A secondary concern to Clark involves its financial implications.
“I think the plan does not take into account the upfront cost as well as any ongoing costs. How do you approve a plan without knowing what the cost is?” he asked.
“Third, what is the return on our investment? I know we will never get 100% back. but there needs to be some justification for spending millions of dollars — how does it increase revenues for the city?”
Cawley also referred to the expense aspect: “A plan usually includes a timeline, associated costs and anticipated funding for completion.”
Clark additionally criticized the fact that the vote on the measure occurred during the same meeting as the public hearing when many citizens spoke against its passage.
“It appears the public hearing is a farce and that the decision (was) already made.”
Clark was one of those speaking during that session, saying he believed more information was needed before formalizing the plan.
But Thacker, his opponent, is comfortable with how it originated, citing the opportunity early on for citizens to have input at a series of workshops.
“There seemed to be a good turnout and plenty of discussion concerning the plan,” recalled Thacker, one of those there. “While attending these meetings there was a small amount of negative discussion for the plan, so I have been under the assumption that we all or most wanted to improve downtown with this plan.”

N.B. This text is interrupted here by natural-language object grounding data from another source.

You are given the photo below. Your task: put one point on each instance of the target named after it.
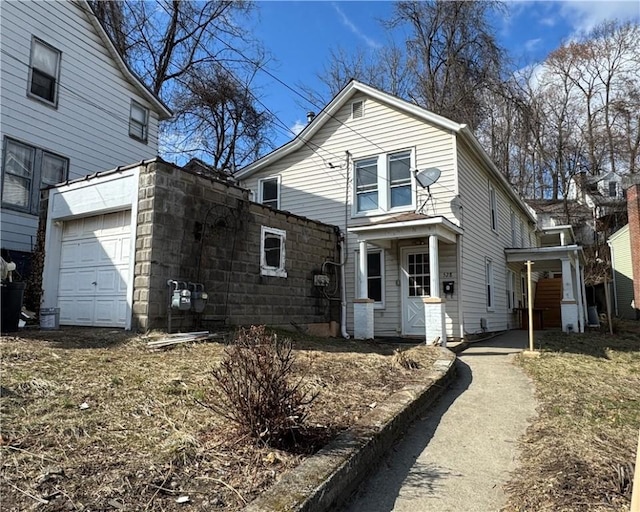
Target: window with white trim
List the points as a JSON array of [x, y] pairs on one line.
[[521, 234], [511, 289], [375, 276], [44, 72], [384, 183], [493, 205], [25, 170], [269, 192], [357, 109], [489, 284], [138, 121], [272, 252]]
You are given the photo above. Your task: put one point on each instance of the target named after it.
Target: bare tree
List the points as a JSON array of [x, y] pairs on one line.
[[452, 54], [222, 117]]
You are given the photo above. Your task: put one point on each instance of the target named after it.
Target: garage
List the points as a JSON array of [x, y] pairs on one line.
[[94, 270]]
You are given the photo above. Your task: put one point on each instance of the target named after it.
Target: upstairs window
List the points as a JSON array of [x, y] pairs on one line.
[[383, 183], [44, 71], [367, 184], [25, 170], [357, 109], [272, 252], [400, 179], [269, 192], [138, 122], [493, 205]]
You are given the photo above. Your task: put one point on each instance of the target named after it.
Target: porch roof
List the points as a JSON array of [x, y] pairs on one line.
[[407, 226], [546, 258]]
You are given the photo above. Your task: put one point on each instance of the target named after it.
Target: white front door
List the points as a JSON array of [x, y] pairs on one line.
[[415, 279], [94, 270]]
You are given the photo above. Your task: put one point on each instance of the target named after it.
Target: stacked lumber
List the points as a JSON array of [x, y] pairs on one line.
[[182, 337]]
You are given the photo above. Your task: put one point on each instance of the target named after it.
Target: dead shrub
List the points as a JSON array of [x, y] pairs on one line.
[[257, 390]]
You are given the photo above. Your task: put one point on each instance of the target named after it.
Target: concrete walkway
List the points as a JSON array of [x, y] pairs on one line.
[[458, 456]]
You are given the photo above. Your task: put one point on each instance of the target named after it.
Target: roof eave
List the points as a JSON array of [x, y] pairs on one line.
[[163, 110]]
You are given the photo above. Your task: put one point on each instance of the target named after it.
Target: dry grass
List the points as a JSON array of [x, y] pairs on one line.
[[93, 420], [578, 455]]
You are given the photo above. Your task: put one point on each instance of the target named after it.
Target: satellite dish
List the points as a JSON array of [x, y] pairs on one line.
[[428, 177]]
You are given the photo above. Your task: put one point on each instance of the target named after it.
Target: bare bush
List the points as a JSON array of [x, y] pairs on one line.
[[256, 388]]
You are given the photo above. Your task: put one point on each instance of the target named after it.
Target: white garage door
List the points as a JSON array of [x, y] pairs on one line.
[[94, 270]]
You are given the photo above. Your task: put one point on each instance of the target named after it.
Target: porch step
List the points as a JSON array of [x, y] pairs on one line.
[[548, 297]]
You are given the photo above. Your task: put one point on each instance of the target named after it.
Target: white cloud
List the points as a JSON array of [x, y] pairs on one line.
[[532, 44], [372, 43], [298, 126], [584, 15]]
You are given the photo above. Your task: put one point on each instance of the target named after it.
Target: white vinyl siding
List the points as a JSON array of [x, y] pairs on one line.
[[90, 125]]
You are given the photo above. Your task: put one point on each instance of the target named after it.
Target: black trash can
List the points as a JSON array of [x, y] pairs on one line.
[[11, 305]]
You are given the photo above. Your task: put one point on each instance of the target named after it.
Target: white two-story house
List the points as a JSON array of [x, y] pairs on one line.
[[435, 239], [70, 107]]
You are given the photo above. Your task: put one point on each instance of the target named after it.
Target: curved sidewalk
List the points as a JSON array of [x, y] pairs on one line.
[[458, 456]]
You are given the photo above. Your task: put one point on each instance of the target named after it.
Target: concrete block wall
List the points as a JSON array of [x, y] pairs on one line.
[[193, 228]]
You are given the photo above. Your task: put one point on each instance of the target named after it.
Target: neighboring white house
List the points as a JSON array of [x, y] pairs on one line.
[[70, 107], [433, 229]]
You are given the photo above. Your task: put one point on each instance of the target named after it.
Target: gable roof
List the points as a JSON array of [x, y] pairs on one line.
[[164, 112], [343, 97]]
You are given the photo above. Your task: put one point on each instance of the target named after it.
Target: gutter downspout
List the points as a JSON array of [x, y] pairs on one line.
[[343, 256]]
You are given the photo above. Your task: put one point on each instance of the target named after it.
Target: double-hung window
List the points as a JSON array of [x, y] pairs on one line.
[[269, 192], [44, 72], [367, 185], [272, 252], [383, 183], [375, 277], [138, 122], [25, 169], [400, 179]]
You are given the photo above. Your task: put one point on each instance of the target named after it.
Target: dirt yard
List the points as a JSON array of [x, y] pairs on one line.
[[92, 419], [579, 453]]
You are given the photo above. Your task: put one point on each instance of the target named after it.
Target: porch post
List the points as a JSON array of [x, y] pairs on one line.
[[363, 290], [567, 280], [434, 307], [581, 319], [568, 306], [434, 267]]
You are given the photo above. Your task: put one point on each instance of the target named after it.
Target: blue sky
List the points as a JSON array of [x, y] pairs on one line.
[[300, 34]]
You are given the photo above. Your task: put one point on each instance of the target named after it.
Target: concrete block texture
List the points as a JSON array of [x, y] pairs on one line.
[[325, 480], [206, 231]]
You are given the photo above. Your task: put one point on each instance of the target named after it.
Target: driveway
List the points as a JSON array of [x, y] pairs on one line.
[[458, 456]]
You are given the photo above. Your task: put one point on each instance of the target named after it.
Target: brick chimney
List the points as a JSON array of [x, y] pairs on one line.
[[633, 210]]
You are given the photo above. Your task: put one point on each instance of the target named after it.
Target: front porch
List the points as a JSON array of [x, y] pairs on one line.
[[567, 260], [424, 281]]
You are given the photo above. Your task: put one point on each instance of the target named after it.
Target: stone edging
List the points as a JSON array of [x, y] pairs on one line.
[[329, 477]]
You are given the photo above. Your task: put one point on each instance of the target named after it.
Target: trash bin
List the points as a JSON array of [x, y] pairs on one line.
[[11, 305]]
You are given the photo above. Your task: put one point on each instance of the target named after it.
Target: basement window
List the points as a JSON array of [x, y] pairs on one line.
[[272, 252]]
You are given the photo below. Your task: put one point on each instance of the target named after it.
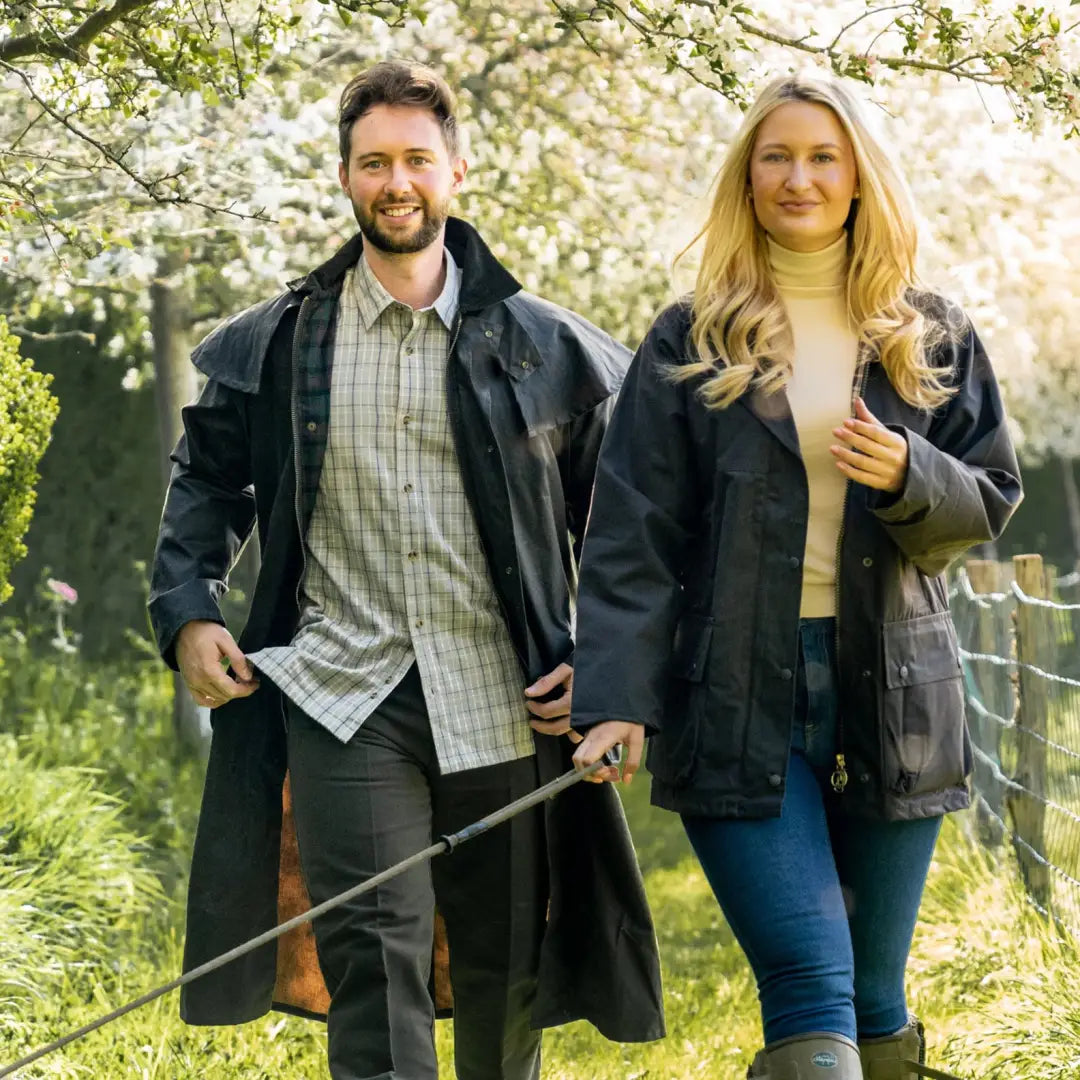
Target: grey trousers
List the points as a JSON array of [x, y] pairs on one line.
[[360, 808]]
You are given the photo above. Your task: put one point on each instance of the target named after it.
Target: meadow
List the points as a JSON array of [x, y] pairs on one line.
[[97, 810]]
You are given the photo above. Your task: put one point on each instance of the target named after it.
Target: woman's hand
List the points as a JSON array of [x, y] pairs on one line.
[[871, 454], [603, 738]]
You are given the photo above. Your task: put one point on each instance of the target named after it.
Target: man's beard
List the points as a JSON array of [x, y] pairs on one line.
[[421, 237]]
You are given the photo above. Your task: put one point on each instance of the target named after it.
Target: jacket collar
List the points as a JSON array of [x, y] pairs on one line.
[[484, 280]]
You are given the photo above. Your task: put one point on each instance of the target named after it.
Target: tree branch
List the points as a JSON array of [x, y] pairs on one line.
[[68, 48], [82, 336]]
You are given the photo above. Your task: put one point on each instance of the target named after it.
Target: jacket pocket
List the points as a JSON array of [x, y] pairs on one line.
[[672, 752], [923, 738]]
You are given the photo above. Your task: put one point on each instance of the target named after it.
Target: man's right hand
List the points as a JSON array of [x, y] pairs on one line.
[[201, 648]]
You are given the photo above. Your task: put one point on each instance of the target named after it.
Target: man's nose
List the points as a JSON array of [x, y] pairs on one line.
[[399, 181]]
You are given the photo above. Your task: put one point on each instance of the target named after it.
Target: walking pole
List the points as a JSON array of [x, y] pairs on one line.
[[445, 845]]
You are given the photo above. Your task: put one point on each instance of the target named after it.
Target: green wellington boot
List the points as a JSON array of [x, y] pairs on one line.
[[900, 1056], [813, 1056]]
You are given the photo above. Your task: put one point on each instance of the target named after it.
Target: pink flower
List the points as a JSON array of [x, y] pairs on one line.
[[63, 590]]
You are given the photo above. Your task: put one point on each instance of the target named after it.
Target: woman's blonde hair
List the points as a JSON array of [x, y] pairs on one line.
[[740, 327]]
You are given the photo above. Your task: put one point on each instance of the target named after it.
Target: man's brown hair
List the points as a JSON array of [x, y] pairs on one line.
[[397, 82]]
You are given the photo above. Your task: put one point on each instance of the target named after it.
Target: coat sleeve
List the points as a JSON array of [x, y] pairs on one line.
[[962, 481], [643, 509], [208, 515]]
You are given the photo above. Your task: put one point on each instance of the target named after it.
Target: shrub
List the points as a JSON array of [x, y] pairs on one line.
[[27, 412]]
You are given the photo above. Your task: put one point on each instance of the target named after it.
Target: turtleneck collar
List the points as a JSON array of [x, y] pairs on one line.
[[810, 273]]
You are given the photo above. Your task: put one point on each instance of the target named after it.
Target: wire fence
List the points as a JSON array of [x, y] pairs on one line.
[[1018, 626]]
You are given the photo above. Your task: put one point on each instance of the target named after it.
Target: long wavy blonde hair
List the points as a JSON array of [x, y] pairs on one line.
[[740, 328]]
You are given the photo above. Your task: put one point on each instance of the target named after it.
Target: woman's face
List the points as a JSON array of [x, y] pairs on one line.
[[802, 175]]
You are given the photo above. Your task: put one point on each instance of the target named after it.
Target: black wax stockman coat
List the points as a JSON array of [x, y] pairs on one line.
[[688, 605], [528, 392]]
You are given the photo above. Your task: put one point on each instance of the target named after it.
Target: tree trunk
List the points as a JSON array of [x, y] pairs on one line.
[[175, 386], [1071, 505]]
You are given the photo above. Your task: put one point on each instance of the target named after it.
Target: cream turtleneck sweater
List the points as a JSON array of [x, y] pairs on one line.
[[812, 287]]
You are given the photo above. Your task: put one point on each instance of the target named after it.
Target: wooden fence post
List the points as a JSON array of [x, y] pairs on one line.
[[986, 733], [1026, 807]]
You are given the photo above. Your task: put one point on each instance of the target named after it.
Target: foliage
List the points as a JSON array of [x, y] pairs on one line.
[[27, 412], [73, 883]]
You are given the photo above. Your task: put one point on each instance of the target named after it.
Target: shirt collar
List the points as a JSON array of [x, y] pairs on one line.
[[373, 299]]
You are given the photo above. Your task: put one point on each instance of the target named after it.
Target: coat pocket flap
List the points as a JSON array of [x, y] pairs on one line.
[[690, 647], [920, 650]]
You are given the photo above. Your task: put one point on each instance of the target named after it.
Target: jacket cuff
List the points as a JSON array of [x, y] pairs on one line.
[[914, 501], [171, 610]]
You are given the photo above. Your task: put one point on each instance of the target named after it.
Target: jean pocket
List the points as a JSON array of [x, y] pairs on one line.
[[925, 743]]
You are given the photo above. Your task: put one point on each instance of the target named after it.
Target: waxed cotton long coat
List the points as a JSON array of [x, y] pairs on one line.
[[688, 605], [529, 389]]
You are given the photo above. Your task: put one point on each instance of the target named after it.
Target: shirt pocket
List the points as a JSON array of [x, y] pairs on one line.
[[673, 751], [925, 744]]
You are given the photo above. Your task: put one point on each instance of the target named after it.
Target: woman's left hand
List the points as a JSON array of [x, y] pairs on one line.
[[869, 453]]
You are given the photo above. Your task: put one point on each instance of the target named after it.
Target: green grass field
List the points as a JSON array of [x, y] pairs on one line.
[[96, 817]]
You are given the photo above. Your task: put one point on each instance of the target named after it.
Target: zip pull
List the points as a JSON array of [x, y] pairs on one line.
[[839, 778]]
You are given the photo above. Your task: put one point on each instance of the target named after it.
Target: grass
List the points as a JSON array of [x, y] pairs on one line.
[[94, 796]]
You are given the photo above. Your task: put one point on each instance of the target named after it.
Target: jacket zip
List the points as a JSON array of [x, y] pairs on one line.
[[839, 778], [297, 462]]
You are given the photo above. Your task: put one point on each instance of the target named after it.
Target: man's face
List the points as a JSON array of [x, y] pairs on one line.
[[400, 178]]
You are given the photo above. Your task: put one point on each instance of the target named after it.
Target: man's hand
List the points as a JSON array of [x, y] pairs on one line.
[[201, 647], [554, 716], [603, 738], [871, 454]]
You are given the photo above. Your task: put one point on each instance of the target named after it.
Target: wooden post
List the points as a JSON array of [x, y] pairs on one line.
[[984, 576], [1027, 810]]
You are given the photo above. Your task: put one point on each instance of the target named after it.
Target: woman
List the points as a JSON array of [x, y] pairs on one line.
[[797, 455]]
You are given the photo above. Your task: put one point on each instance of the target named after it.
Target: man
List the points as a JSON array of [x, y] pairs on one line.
[[415, 439]]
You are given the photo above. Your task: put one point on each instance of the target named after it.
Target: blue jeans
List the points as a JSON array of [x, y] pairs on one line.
[[823, 905]]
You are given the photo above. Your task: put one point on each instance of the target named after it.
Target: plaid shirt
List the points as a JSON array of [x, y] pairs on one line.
[[394, 569]]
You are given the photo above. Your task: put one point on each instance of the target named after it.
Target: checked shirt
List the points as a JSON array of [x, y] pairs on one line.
[[394, 570]]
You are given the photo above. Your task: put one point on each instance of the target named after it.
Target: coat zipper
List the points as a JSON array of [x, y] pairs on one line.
[[839, 778], [297, 463]]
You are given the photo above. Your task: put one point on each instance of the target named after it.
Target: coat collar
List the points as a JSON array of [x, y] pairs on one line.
[[484, 280]]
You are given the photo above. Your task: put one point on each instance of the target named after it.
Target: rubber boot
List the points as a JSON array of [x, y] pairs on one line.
[[814, 1056], [900, 1056]]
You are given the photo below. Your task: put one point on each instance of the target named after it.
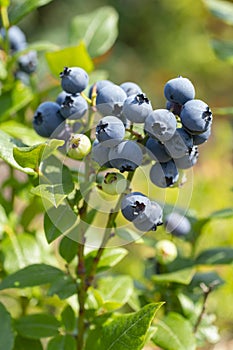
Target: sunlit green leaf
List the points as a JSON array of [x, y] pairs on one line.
[[174, 332], [221, 9], [123, 332], [69, 57], [37, 326], [6, 329], [98, 29]]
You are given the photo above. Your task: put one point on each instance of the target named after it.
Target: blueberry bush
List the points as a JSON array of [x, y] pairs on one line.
[[82, 155]]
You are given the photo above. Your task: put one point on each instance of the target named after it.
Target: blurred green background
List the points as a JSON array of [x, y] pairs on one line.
[[159, 40]]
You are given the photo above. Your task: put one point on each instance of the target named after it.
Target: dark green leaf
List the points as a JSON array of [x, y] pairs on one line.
[[6, 153], [68, 248], [6, 329], [223, 49], [63, 287], [23, 8], [174, 332], [123, 332], [70, 57], [30, 157], [33, 275], [62, 342], [37, 326], [221, 9], [27, 344], [68, 318], [98, 29]]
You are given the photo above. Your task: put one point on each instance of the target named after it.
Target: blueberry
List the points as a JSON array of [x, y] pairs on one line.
[[74, 79], [98, 85], [28, 62], [136, 206], [99, 154], [164, 174], [179, 90], [109, 100], [110, 131], [126, 156], [47, 118], [131, 88], [74, 107], [196, 116], [160, 124], [179, 144], [177, 224], [201, 138], [157, 150], [136, 108], [152, 221], [188, 160]]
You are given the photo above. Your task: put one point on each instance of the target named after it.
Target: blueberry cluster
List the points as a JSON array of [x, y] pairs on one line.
[[171, 135], [27, 62]]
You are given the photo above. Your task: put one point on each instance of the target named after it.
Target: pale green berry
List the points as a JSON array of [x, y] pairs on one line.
[[114, 183], [79, 145], [165, 251]]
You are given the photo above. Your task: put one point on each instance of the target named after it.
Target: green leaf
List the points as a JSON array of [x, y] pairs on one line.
[[30, 157], [23, 7], [6, 153], [19, 131], [33, 275], [123, 332], [68, 248], [6, 329], [181, 276], [115, 291], [215, 256], [62, 342], [109, 258], [63, 287], [68, 318], [20, 251], [223, 49], [37, 326], [27, 344], [69, 57], [14, 100], [174, 332], [221, 9], [98, 29]]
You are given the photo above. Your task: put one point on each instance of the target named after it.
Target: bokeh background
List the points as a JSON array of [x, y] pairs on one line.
[[159, 40]]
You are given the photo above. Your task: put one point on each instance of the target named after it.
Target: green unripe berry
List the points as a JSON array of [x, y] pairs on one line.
[[114, 183], [79, 145], [165, 251]]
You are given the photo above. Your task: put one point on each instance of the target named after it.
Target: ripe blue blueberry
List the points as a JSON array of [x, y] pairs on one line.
[[131, 88], [160, 124], [135, 206], [179, 90], [136, 108], [126, 156], [110, 131], [196, 116], [157, 150], [152, 221], [74, 80], [179, 144], [164, 174], [47, 118], [74, 107], [109, 100], [177, 224], [188, 160]]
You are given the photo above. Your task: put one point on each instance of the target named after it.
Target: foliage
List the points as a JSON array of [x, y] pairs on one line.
[[45, 270]]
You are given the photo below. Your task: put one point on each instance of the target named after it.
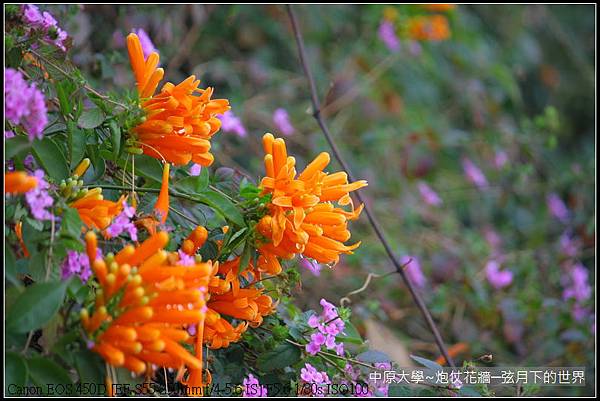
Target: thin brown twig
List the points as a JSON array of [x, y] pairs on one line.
[[371, 217]]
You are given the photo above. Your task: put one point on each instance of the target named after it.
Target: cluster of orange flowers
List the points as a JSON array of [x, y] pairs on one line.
[[18, 182], [149, 300], [430, 27], [248, 305], [178, 124], [303, 218], [144, 305]]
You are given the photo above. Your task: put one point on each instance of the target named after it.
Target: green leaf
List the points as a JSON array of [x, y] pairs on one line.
[[115, 138], [97, 162], [16, 145], [64, 90], [44, 372], [91, 118], [71, 224], [15, 370], [90, 367], [426, 362], [245, 257], [77, 144], [50, 156], [36, 306], [146, 166], [282, 356], [222, 205]]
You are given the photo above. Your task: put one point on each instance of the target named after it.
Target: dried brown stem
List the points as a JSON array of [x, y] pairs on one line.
[[370, 216]]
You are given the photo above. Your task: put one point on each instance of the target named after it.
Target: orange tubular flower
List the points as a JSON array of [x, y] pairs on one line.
[[144, 305], [178, 125], [302, 218], [95, 211], [433, 28], [162, 202], [18, 182]]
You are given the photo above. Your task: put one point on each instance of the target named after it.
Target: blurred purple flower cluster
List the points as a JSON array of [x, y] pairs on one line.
[[328, 325], [123, 223], [252, 387], [24, 104], [46, 23]]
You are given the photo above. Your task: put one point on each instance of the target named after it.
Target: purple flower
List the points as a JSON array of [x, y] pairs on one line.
[[569, 246], [413, 270], [231, 123], [498, 279], [387, 34], [281, 119], [576, 284], [557, 207], [147, 45], [311, 265], [474, 174], [428, 195], [76, 263], [311, 375], [328, 325], [24, 104], [31, 14], [195, 169], [48, 21], [38, 198], [313, 348], [252, 388], [123, 223]]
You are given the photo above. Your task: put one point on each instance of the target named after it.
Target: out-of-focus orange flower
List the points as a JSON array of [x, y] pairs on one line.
[[429, 28], [145, 305], [178, 125], [18, 182], [439, 7], [303, 218], [19, 232], [95, 211]]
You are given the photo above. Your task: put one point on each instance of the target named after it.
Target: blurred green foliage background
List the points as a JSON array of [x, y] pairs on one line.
[[512, 90]]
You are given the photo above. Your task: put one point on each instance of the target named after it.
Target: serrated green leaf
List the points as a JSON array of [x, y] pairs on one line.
[[115, 138], [44, 371], [71, 224], [51, 157], [16, 145], [91, 118], [36, 306], [223, 206], [77, 144]]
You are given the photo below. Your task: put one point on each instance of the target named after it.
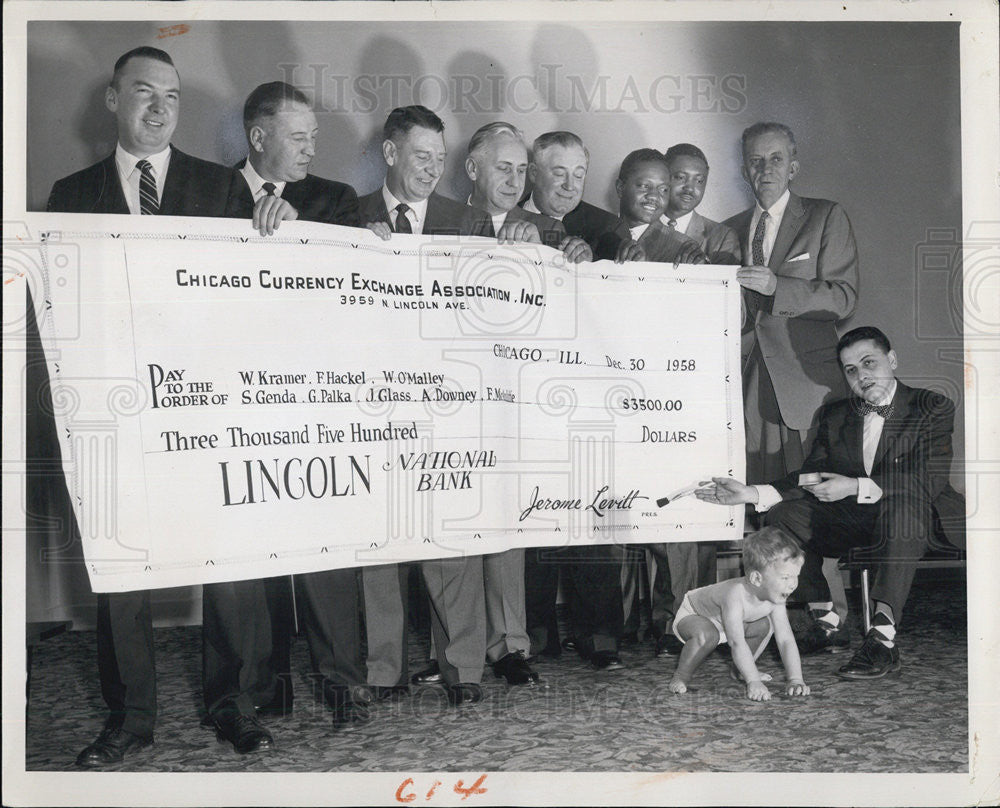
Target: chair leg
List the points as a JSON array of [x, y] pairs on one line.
[[866, 604]]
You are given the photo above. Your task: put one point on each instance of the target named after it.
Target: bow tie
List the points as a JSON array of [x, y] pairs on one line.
[[883, 410]]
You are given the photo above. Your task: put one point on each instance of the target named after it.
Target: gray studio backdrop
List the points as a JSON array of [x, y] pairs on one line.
[[875, 108]]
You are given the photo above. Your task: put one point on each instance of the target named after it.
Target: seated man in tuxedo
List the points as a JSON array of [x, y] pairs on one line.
[[880, 460], [145, 175], [498, 164], [273, 183], [682, 566], [414, 152], [642, 187]]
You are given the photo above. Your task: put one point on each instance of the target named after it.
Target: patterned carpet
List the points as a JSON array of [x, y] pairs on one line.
[[578, 719]]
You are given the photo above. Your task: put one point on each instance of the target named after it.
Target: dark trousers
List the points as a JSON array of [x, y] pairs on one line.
[[680, 567], [541, 588], [594, 595], [329, 611], [126, 661], [236, 646], [895, 530]]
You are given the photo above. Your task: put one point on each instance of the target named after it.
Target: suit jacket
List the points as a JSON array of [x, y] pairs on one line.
[[551, 230], [445, 217], [316, 200], [718, 241], [589, 222], [660, 243], [815, 260], [193, 187], [914, 453]]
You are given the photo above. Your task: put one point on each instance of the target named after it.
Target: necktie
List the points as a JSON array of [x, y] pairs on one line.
[[884, 410], [757, 245], [402, 220], [149, 202]]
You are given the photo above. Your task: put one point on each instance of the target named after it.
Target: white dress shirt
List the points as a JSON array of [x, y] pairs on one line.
[[256, 182], [680, 225], [129, 175], [637, 231], [775, 214], [417, 213]]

Now that a group of citizens is unhappy with the decision by the majority of the commissioners, Thacker says he needs additional information to better understand where everyone is coming from on the issue.
“We have a group that wants to keep Mount Airy the same and a group that attended those meetings that were working towards making a change.”
Leadership a factor?
Cawley thinks the ongoing conflict could have been avoided.
“Our present problem is not so much the proposed ideas, but instead the response to those ideas,” he suggested.
“Those for and against the ideas have felt the need to ‘dig in’ to protect their interests. Our community has been divided and the quarreling has been sad to watch.”
Cawley lays this at the feet of his opponent, Mayor Niland.
“If I had been the mayor, I would have publicly corrected the misinformation that was being spread and avoided the unnecessary vote by the commissioners after the public hearing,” he explained.
“The mayor should have also given assurances to those afraid of losing their livelihoods, due to construction-caused business interruption, that such would not be the case, Cawley says.
“Our mayor’s silence has only exasperated the issue.”